[Boston.pm] OT: Algorithm for sorting/grouping sets?

Bob Rogers Mon, 30 Dec 2002 14:09:58 -0800

   From: Larry Coffin <[EMAIL PROTECTED]>
   Date: Mon, 30 Dec 2002 15:11:24 -0500


           Hey folks!

           I apologize that this is off topic, but I thought someone on here
   might know an answer or be able to point me in the direction of one.

No more so than anyone else.  ;-}

           I'm looking for an algorithm for sorting/grouping sets of items
   based on perception-based comparison.

           For example, take a set of songs, I'd like to be able to present
   them people, have them listen to one song, then compare that song to two
   (or more) other songs, then select the song that it most closely matches.

           From this, I'd like to build up a list or a graph (or table or
   whatever you want to call it) that would have related songs "grouped"
   together. (Although the exact boundaries between groups is not important.)

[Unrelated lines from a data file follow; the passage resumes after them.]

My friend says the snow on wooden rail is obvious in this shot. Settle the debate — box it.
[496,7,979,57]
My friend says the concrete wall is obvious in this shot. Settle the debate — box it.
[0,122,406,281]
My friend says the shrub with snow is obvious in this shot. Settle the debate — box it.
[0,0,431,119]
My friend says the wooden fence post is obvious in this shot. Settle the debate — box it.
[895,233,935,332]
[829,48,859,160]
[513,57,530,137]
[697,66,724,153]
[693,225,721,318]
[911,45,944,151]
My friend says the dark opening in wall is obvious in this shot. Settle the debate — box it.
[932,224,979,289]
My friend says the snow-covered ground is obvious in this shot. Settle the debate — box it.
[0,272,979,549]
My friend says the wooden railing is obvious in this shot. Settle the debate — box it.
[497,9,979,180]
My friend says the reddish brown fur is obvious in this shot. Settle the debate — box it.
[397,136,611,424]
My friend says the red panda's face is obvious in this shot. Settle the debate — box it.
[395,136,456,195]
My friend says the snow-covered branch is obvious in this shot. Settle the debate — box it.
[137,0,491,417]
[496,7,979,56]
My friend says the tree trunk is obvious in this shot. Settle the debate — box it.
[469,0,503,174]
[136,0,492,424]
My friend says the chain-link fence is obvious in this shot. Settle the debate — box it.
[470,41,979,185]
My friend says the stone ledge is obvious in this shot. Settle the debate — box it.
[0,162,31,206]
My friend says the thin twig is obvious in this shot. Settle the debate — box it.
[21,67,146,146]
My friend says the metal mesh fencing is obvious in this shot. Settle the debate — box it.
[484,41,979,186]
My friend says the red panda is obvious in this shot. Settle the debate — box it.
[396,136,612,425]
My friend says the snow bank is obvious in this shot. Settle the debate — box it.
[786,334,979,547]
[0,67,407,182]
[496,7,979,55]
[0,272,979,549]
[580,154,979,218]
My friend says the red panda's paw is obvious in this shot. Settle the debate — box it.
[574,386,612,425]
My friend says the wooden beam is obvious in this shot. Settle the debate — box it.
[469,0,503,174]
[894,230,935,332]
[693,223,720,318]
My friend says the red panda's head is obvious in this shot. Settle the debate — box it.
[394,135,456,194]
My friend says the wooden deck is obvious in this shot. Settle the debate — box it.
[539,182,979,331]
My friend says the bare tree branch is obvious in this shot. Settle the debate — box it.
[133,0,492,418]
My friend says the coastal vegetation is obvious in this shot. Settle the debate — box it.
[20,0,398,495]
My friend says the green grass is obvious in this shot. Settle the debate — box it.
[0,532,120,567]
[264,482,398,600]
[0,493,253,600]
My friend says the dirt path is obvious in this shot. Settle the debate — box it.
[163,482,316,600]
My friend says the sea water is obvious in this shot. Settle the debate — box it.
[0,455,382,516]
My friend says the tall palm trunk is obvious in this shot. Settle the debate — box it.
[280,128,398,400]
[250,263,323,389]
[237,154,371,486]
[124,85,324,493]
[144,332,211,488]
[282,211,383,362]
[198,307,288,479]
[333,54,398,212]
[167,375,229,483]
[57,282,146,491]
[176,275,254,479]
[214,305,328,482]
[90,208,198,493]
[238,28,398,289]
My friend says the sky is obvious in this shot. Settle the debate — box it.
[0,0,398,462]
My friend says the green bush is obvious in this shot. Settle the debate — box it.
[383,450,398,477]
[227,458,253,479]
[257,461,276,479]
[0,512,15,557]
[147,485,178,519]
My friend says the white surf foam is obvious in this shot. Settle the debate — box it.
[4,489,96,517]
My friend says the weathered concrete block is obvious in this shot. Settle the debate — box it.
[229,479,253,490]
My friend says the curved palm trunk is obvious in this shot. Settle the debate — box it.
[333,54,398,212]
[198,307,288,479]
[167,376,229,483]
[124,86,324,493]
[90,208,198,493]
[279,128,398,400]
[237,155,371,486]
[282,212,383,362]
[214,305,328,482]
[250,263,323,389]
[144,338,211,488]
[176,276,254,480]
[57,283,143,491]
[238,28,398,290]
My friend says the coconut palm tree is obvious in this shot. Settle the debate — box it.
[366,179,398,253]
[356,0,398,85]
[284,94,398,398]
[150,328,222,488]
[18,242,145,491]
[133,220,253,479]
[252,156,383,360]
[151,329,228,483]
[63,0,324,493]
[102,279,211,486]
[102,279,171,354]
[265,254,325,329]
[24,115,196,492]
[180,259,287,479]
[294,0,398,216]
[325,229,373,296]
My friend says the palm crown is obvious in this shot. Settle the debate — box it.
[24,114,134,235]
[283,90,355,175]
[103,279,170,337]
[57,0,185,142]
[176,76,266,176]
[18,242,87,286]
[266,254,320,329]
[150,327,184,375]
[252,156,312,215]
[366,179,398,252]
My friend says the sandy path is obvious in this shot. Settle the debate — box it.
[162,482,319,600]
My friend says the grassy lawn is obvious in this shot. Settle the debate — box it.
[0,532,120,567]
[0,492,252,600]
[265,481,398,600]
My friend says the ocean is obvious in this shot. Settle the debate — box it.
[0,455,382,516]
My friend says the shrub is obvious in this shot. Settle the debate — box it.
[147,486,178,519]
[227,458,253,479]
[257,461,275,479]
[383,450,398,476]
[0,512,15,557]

Sounds like a graph to me, though that may not turn out to be the most
natural way to model it.

           I.e. In the end, ideally, you could identify regions in the graph
   that would correspond to "classical" songs, or "rock" or "blues", etc. At
   the same time, you could identify, say, male vocals vs. female vocals
   (perhaps represented as a spread between "male-sounding" to
   "female-sounding" songs). Likewise, songs with, say, flutes in them would
   be closer to each other than non-flute songs (whether they were "classical"
   or "rock" or male or female vocals).

This would seem to require some psychological research into the
qualities and categories people use to classify music before you could
even start to gather data for a computer model.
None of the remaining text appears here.